Rodin himself waited until he possessed a thorough knowledge of marble and the manner of treating it; it was a stroke of fate by which he rediscovered the phenomena of envelopment that had so transported him in the Municipal Museum. He had by that time the wisdom to guard himself from doing anything inconsistent with his material. He followed out the suggestions it gave him, and developed an infinite variety in the methods of handling it.

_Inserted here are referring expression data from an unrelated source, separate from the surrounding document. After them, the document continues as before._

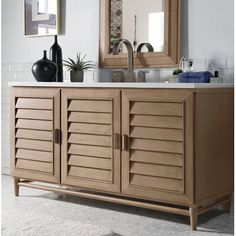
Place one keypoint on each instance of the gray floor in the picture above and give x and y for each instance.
(121, 220)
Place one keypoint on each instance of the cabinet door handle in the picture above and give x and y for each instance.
(125, 142)
(116, 141)
(57, 136)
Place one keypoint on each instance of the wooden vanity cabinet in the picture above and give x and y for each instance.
(90, 138)
(162, 149)
(157, 160)
(35, 126)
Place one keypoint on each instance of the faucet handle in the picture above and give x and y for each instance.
(142, 76)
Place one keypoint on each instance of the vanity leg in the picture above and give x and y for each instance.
(16, 186)
(227, 205)
(193, 217)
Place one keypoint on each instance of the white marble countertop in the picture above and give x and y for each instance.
(122, 85)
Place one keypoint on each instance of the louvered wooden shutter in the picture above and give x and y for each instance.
(35, 116)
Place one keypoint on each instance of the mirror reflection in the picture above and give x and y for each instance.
(140, 22)
(41, 17)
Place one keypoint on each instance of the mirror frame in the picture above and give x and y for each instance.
(168, 58)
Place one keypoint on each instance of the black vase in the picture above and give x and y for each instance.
(56, 56)
(44, 70)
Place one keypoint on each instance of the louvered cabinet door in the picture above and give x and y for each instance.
(157, 158)
(90, 147)
(35, 116)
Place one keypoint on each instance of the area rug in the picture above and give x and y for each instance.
(14, 223)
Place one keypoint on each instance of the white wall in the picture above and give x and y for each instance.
(207, 33)
(211, 30)
(207, 30)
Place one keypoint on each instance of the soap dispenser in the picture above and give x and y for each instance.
(184, 64)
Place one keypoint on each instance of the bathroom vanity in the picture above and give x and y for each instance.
(166, 147)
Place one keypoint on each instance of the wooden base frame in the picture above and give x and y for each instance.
(193, 211)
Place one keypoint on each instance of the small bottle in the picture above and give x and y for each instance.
(190, 65)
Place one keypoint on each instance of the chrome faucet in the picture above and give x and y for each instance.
(130, 76)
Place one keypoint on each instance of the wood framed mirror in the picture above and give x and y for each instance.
(128, 19)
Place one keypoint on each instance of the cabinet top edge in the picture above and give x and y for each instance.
(122, 85)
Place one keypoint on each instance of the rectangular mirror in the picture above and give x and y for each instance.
(41, 17)
(139, 22)
(151, 26)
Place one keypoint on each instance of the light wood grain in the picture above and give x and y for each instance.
(34, 103)
(90, 139)
(157, 121)
(214, 134)
(156, 145)
(193, 217)
(34, 165)
(156, 170)
(85, 150)
(34, 134)
(34, 124)
(129, 202)
(85, 117)
(146, 182)
(34, 155)
(90, 106)
(156, 108)
(91, 125)
(156, 133)
(34, 114)
(90, 162)
(99, 129)
(169, 159)
(34, 145)
(90, 173)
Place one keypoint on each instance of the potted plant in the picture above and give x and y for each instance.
(77, 67)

On his return from Italy he continued to be haunted by the unsurpassable vigor of Michelangelo's workmanship. He sought to discover what was the outstanding gift that conferred upon him this power and this mysterious empire over the spirit. Until then, with the majority of artists of the modern school, he had believed that the chief quality of sculpture lay in seizing the _character_ of the model; but he came to see how many works concerned only with expressing character fail of real significance. Since 1830 how many romanticists have sacrificed to character without leaving any works that are lasting!
After his journey Rodin decided that the strength of Michelangelo lay undoubtedly in his _movement_. Returning to his studio, he executed a quantity of sketches and even large figures like "The Creation of Man," the title of which, although he had not been to Rome, is a souvenir of the frescos of the Sistine Chapel; he made busts like that of Bellona, after having directed his models to assume Michelangelesque poses. For all this, he did not attain to the grandeur, the soul-disturbing authority of the Florentine master.
Without becoming discouraged, he went on observing ceaselessly. Far from imposing upon his model positions thought out in advance, he left him free to wander about the studio at the pleasure of his own caprice, ready to arrest him at a word when a beautiful movement passed before his eyes. Then, six months after his return from Italy, he found that the model assumed of his own accord the very poses of which Michelangelo alone had seemed to him to possess the secret; he realized that the sublime sculptor had taken them direct from nature, from the rhythm of the human body in action, and that he had done nothing but seize and immortalize them.
"Michelangelo," he says, "revealed me to myself, revealed to me the truth of forms. I went to Florence to find what I possessed in Paris and elsewhere, but it is he who taught me this."
This does not prevent certain critics from asserting out of the depth of their incompetence that he has never felt the influence of this master and that he has never even given his work serious consideration. Those who know Rodin well know that, on the contrary, he never fails to give serious consideration to anything which is worth considering at all and that his power of observation is the basis of his genius. Always seeking a final method, he came back to the idea with which his earliest education had already inspired him and which his self-communings had only confirmed: that the value of sculpture lies entirely in the _modeling_. This is the secret of Michelangelo; it is also that of the ancients and of all the great artists of the past and of modern times. For the rest, through his spacious movements, his balancing of equal masses, the sculptor of the tombs taught him that the supreme quality consists in seeking in the modeling the _living, determining line of the scheme_, the supple axis of the human body.
He himself held this principle of the ancients, of whom he was a disciple, as far as modeling is concerned, while in his composition and his handling of light he is a Gothic.